A simple (yet not very efficient) approach is:
select ain.u_id, ain.swipe_time as time_in, (select min(aout.swipe_time) from attendance aout where aout.u_id = ain.u_id and aout.status = 'OUT' and aout.swipe_time > ain.swipe_time) as time_out from attendance ain where ain.status = 'IN'
The next step is to break up the rows with more than one day into two rows.
This assumes that you never have an IN/OUT pair that covers more than two days!
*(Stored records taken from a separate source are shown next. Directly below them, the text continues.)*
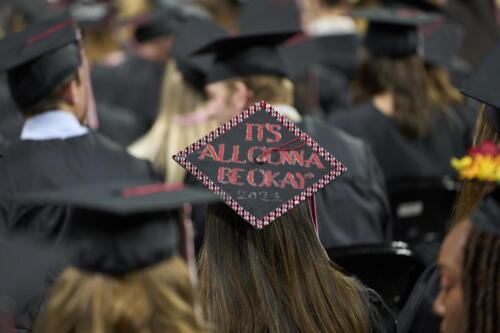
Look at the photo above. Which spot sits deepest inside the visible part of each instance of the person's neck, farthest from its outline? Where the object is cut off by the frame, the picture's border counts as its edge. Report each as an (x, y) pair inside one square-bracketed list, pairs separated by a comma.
[(384, 102)]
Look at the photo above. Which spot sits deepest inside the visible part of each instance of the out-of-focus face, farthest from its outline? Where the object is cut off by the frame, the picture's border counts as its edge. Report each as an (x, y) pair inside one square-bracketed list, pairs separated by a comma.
[(449, 304), (222, 103)]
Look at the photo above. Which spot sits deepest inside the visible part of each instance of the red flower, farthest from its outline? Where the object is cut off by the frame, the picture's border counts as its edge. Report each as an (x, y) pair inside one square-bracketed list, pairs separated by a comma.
[(487, 148)]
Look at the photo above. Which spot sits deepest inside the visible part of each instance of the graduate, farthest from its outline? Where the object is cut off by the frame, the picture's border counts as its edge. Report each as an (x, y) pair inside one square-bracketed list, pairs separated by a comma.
[(248, 68), (411, 138), (131, 264), (48, 79), (262, 266)]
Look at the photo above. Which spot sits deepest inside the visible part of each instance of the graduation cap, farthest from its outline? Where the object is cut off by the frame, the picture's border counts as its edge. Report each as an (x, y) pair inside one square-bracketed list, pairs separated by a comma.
[(118, 228), (394, 32), (158, 23), (260, 164), (40, 57), (486, 216), (191, 35), (483, 86), (254, 50), (442, 40)]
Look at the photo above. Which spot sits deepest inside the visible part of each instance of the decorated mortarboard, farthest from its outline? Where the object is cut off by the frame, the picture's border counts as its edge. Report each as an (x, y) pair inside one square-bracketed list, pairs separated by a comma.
[(394, 32), (40, 57), (254, 50), (442, 40), (486, 215), (158, 23), (483, 86), (260, 164), (191, 35), (118, 228)]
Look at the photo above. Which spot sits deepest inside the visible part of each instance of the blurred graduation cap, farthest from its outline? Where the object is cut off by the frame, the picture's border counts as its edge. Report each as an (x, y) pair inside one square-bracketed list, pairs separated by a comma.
[(260, 164), (483, 86), (442, 40), (118, 228), (40, 57), (486, 216), (158, 23), (423, 5), (191, 35), (394, 32), (254, 50)]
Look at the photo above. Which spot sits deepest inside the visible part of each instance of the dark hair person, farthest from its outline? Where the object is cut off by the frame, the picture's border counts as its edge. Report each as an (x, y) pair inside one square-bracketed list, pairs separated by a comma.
[(262, 266), (412, 137), (482, 86)]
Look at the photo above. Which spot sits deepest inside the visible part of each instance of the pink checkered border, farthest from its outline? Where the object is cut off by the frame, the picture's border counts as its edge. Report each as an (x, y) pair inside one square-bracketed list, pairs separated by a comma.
[(338, 168)]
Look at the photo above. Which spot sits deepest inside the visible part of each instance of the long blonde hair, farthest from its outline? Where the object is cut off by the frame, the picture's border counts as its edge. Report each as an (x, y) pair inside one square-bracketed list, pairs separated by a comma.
[(275, 280), (167, 137), (159, 299)]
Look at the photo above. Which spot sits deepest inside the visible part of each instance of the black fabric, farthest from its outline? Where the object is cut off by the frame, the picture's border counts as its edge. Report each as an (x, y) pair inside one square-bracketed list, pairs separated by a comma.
[(417, 314), (354, 209), (399, 156), (56, 164), (134, 84), (486, 215)]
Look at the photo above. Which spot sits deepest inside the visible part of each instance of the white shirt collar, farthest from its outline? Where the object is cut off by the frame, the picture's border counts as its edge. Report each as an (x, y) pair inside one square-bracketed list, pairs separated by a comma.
[(338, 25), (288, 111), (52, 125)]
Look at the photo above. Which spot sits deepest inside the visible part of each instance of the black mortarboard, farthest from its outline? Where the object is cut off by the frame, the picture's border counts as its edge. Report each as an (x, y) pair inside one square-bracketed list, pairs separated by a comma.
[(260, 164), (424, 5), (158, 23), (191, 35), (393, 32), (486, 215), (484, 85), (40, 57), (118, 228), (442, 41), (254, 50)]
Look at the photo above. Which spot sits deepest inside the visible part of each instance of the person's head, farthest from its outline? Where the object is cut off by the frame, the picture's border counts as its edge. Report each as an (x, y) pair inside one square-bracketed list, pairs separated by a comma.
[(227, 98), (449, 304), (152, 300), (49, 69), (278, 279), (393, 66)]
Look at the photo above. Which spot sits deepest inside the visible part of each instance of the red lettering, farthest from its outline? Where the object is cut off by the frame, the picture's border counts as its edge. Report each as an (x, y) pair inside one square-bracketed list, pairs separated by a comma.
[(292, 157), (224, 175), (270, 178), (209, 151), (251, 178), (236, 154), (274, 129), (314, 159), (290, 180)]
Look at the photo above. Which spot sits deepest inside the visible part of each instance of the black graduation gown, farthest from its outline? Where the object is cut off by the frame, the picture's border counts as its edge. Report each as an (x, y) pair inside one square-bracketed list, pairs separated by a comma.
[(417, 316), (54, 164), (354, 209), (134, 84), (401, 157)]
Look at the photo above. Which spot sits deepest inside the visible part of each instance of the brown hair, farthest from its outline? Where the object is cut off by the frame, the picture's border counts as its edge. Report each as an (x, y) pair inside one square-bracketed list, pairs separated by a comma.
[(53, 99), (167, 137), (272, 89), (442, 93), (154, 300), (278, 279), (405, 79), (481, 282), (472, 192)]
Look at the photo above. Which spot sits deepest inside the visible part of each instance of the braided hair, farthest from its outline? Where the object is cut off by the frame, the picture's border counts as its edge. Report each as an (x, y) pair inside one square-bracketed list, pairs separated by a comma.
[(482, 282)]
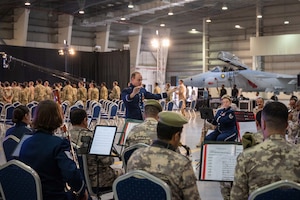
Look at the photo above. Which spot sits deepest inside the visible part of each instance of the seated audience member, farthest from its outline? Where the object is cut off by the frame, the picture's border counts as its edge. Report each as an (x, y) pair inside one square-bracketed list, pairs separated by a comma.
[(50, 156), (293, 119), (259, 105), (251, 139), (146, 131), (106, 175), (21, 118), (272, 160), (225, 121), (162, 160)]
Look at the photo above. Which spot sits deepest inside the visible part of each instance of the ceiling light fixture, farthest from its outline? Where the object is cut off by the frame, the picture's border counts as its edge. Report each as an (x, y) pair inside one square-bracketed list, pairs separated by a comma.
[(27, 3), (194, 31), (224, 7), (130, 5)]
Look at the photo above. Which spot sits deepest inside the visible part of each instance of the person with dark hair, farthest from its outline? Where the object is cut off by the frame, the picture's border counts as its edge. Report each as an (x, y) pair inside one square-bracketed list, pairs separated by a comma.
[(134, 95), (50, 156), (225, 123), (105, 174), (116, 91), (103, 91), (39, 91), (145, 132), (93, 92), (293, 119), (273, 160), (162, 160), (21, 118)]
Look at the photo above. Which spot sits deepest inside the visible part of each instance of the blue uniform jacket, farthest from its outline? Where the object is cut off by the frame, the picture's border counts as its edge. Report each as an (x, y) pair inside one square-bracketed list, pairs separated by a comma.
[(18, 130), (135, 106), (226, 123), (50, 157)]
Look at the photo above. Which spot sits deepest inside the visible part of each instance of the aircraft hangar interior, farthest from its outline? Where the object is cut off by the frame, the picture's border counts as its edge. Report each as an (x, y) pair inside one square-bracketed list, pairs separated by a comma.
[(253, 44)]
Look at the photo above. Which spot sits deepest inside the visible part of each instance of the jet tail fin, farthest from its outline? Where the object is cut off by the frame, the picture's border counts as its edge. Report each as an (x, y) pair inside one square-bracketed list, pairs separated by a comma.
[(232, 59)]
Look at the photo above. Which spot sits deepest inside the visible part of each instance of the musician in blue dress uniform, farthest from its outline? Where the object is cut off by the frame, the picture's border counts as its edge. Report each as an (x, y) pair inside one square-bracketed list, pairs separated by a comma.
[(225, 122), (134, 95), (50, 156)]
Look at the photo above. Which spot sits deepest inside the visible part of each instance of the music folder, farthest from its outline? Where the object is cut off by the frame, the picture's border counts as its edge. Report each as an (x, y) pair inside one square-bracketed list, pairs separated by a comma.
[(206, 113), (17, 150), (103, 140)]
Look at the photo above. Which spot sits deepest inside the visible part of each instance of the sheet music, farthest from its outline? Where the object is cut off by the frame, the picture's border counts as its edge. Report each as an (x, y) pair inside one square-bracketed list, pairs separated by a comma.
[(17, 150), (103, 140), (219, 161)]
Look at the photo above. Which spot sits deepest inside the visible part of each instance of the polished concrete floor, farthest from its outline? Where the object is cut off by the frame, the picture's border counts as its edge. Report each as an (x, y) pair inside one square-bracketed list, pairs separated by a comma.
[(191, 136)]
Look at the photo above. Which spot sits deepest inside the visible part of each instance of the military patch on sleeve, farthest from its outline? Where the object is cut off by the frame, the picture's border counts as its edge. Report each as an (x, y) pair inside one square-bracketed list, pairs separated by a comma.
[(68, 154)]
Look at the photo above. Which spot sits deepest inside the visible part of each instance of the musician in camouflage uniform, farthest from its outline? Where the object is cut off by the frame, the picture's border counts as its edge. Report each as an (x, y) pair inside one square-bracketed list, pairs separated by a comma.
[(67, 93), (146, 131), (81, 92), (106, 175), (39, 91), (115, 92), (293, 119), (272, 160), (103, 91), (162, 160)]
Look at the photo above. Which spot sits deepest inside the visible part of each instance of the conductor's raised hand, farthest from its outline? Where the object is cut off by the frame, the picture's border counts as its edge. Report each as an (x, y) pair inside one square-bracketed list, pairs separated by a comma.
[(135, 91)]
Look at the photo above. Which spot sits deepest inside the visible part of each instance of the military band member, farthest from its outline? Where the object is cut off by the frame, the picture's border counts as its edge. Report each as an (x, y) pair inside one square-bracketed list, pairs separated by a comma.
[(162, 160), (39, 91), (106, 175), (103, 91), (81, 92), (225, 122), (134, 95), (67, 93), (273, 160), (115, 92), (146, 131)]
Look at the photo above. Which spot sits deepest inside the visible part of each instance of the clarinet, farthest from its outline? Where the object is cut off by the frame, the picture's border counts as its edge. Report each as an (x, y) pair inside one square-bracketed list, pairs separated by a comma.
[(188, 149)]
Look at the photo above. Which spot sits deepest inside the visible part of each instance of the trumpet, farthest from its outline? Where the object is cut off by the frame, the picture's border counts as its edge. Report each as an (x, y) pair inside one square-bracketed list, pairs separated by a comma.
[(187, 149)]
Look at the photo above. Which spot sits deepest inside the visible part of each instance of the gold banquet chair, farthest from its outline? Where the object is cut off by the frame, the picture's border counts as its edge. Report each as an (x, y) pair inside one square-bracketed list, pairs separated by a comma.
[(138, 184), (280, 190), (18, 181)]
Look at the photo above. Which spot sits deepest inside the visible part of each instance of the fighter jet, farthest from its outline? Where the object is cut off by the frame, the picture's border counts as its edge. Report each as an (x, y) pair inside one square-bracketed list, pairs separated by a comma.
[(245, 78)]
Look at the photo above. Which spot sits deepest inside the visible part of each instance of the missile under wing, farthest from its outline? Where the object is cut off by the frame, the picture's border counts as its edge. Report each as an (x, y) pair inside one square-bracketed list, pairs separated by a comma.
[(245, 78)]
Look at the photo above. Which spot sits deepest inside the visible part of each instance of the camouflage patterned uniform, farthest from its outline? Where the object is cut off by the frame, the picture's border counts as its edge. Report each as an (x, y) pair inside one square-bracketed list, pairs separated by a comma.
[(107, 175), (39, 93), (82, 94), (94, 94), (273, 160), (67, 94), (293, 127), (115, 93), (173, 168), (103, 93), (143, 133)]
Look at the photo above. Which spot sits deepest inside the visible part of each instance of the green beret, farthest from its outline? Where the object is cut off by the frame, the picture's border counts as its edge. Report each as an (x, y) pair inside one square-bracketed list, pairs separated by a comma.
[(173, 119), (155, 103), (226, 96)]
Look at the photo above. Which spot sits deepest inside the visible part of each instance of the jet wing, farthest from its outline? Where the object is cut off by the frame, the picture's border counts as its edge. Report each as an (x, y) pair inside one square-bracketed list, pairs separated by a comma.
[(231, 59)]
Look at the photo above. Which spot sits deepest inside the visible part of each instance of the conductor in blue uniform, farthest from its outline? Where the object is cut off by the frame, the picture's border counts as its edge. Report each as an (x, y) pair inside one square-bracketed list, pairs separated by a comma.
[(134, 95), (225, 122), (50, 156)]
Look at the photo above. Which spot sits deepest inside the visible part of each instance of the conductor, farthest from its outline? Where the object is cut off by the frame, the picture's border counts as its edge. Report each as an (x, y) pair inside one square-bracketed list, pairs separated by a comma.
[(225, 122)]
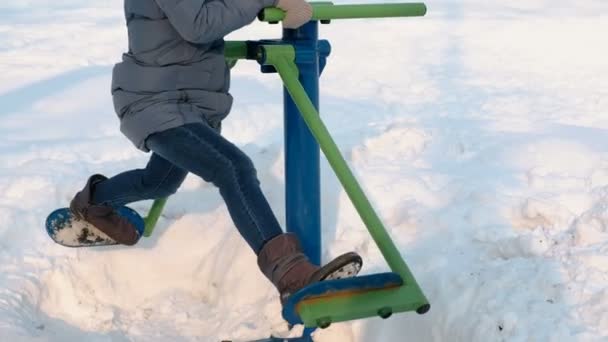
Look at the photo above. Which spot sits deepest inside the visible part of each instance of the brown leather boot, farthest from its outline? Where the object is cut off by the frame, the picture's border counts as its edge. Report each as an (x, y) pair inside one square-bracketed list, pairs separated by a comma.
[(103, 217), (285, 265)]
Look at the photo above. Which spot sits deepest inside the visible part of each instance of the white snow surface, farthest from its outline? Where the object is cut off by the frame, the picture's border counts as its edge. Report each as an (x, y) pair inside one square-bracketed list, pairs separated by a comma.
[(480, 133)]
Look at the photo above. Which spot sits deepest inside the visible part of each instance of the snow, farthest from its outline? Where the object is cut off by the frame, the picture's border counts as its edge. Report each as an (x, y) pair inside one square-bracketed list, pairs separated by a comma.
[(480, 133)]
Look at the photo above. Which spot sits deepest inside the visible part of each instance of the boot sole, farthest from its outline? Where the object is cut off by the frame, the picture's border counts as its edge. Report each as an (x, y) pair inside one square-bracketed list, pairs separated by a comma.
[(345, 266)]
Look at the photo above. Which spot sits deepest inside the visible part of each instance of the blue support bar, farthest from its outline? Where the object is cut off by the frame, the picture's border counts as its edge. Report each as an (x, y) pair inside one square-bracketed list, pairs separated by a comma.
[(302, 153)]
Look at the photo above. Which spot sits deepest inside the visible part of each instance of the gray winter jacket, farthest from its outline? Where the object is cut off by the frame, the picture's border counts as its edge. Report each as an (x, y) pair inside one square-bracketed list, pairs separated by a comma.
[(175, 71)]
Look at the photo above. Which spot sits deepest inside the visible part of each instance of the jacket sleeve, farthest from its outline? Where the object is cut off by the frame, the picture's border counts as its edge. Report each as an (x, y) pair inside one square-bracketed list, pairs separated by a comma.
[(203, 21)]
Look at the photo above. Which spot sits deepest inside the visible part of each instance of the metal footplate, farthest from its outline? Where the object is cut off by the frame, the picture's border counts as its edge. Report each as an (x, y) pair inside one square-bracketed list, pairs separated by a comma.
[(344, 289)]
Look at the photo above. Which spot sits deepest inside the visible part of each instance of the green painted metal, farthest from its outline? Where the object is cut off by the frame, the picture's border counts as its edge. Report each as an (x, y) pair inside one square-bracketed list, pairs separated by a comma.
[(360, 305), (328, 11), (235, 50), (410, 296), (154, 215)]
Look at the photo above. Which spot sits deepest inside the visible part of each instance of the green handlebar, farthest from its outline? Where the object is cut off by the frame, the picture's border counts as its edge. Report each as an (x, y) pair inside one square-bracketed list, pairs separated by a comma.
[(328, 11)]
with inout as ( select ain.u_id, ain.swipe_time as time_in, (select min(aout.swipe_time) from attendance aout where aout.u_id = ain.u_id and aout.status = 'OUT' and aout.swipe_time > ain.swipe_time) as time_out from attendance ain where ain.status = 'IN' ), expanded as ( select u_id, time_in::date as "date", time_in, time_out from inout where time_in::date = time_out::date union all select i.u_id, x.time_in::date as date, x.time_in, x.time_out from inout i cross join lateral ( select i.u_id, i.time_in, i.time_in::date + 1 as time_out union all select i.u_id, i.time_out::date, i.time_out ) x where i.time_out::date > i.time_in::date ) select * from expanded;
The above returns the following for your sample data:
u_id | date | time_in | time_out -----+------------+---------------------+-------------------- 1 | 2020-08-20 | 2020-08-20 16:00:00 | 2020-08-20 20:00:00 1 | 2020-08-20 | 2020-08-20 21:00:00 | 2020-08-21 00:00:00 1 | 2020-08-21 | 2020-08-21 00:00:00 | 2020-08-21 01:00:00 1 | 2020-08-21 | 2020-08-21 16:00:00 | 2020-08-21 19:00:00
How does this work?
So we first select all those rows that start and end on the same day with this part:
select u_id, time_in::date as "date", time_in, time_out from inout where time_in::date = time_out::date
The second part of the union splits up the rows that span two days by using a cross join that generates one row with the original start time and midnight, and another from midnight to the original end time:
select i.u_id, x.time_in::date as date, x.time_in, x.time_out from inout i cross join lateral ( -- this generates a row for the first of the two days select i.u_id, i.time_in, i.time_in::date + 1 as time_out union all -- this generates the row for the next day select i.u_id, i.time_out::date, i.time_out ) x where i.time_out::date > i.time_in::date
At the end the new “expanded” rows are then aggregated by grouping them by user and date and left joined to the users
table to get the username as well.
with inout as ( select ain.u_id, ain.swipe_time as time_in, (select min(aout.swipe_time) from attendance aout where aout.u_id = ain.u_id and aout.status = 'OUT' and aout.swipe_time > ain.swipe_time) as time_out from attendance ain where ain.status = 'IN' ), expanded as ( select u_id, time_in::date as "date", time_in, time_out from inout where time_in::date = time_out::date union all select i.u_id, x.time_in::date as date, x.time_in, x.time_out from inout i cross join lateral ( select i.u_id, i.time_in, i.time_in::date + 1 as time_out union all select i.u_id, i.time_out::date, i.time_out ) x where i.time_out::date > i.time_in::date ) select u.id, u.u_name, e."date", min(e.time_in) as time_in, max(e.time_out) as time_out, sum(e.time_out - e.time_in) as duration from users u left join expanded e on u.id = e.u_id group by u.id, u.u_name, e."date" order by u.id, e."date";
Which then results in:
u_id | date | time_in | time_out | duration -----+------------+---------------------+---------------------+---------------------------------------------- 1 | 2020-08-20 | 2020-08-20 16:00:00 | 2020-08-21 00:00:00 | 0 years 0 mons 0 days 7 hours 0 mins 0.0 secs 1 | 2020-08-21 | 2020-08-21 00:00:00 | 2020-08-21 19:00:00 | 0 years 0 mons 0 days 4 hours 0 mins 0.0 secs
The “duration” column is an interval
which you can format to your liking.